Milli İstihbarat, çevre halkını takibe aldı.
Belediye, kanal görüntüleme robotlarını taşıdı.
Medya canlı yayın araçlarını yerleştirildi.
Üç gün üç gece konuşuldu, yazıldı.
“Sır tünel… Suikast tüneli… Gizemli tünel…”
Olay, bölgedeki hastaneyi açacak Başbakan’ı öldürme amaçlı senaryoya kadar dayandırıldı.
* * *
Mahallenin yaşlısı ortaya çıkıp;
‘Osmanlının su galerisidir. Başka bir şey değil !’ demese…
Belki DSİ’den, TCDD’ye kadar devletin ne kadar kurumu varsa karışacak, el atacaktı.
Bu gerçekle kepçe-dozer tünelin üzerini kapayınca, bir toplumsal paranoya ortadan kalktı.
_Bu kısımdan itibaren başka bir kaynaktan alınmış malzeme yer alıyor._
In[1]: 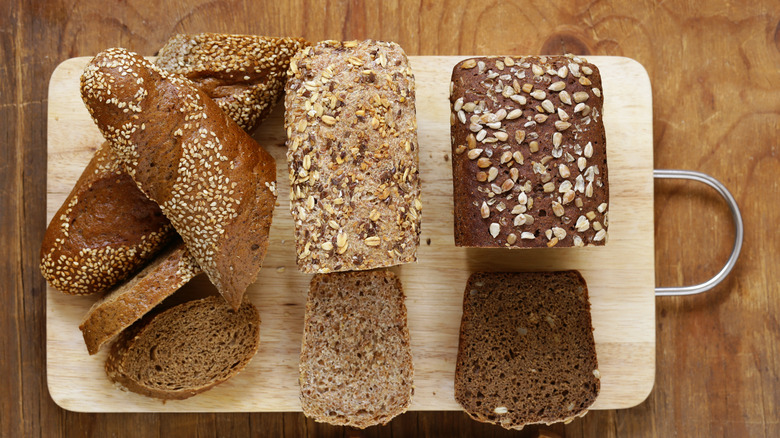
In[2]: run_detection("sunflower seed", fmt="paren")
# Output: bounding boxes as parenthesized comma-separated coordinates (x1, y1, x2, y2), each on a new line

Yani Yunanlıların paranous dediği akıl kaçıklığının ahalimizi kapsayanı…
* * *
Kapatıp, üzerini ezdiğimiz o tünel var ya…
Yaklaşık 560 yıl önce yapılmış.
Osmanlı fetihle birlikte kentin su ihtiyacını karşılamak için yamaçlara galeriler açmış.
Dört bir yana kilometrelerce inşa edilmiş,
Toplanan suları buradan geçirip çeşmelere taşımış.
Pompalama-terfi işlemi o dönemde mümkün olmadığından yerçekiminden yararlanılmış.
Galerilere hassas eğim verilerek tek bir taş yosun tutmamış.
Su çarptıkça arınmış, temizlenmiş;
İstanbul böylece çeşmeler şehri olarak ünlenmiş.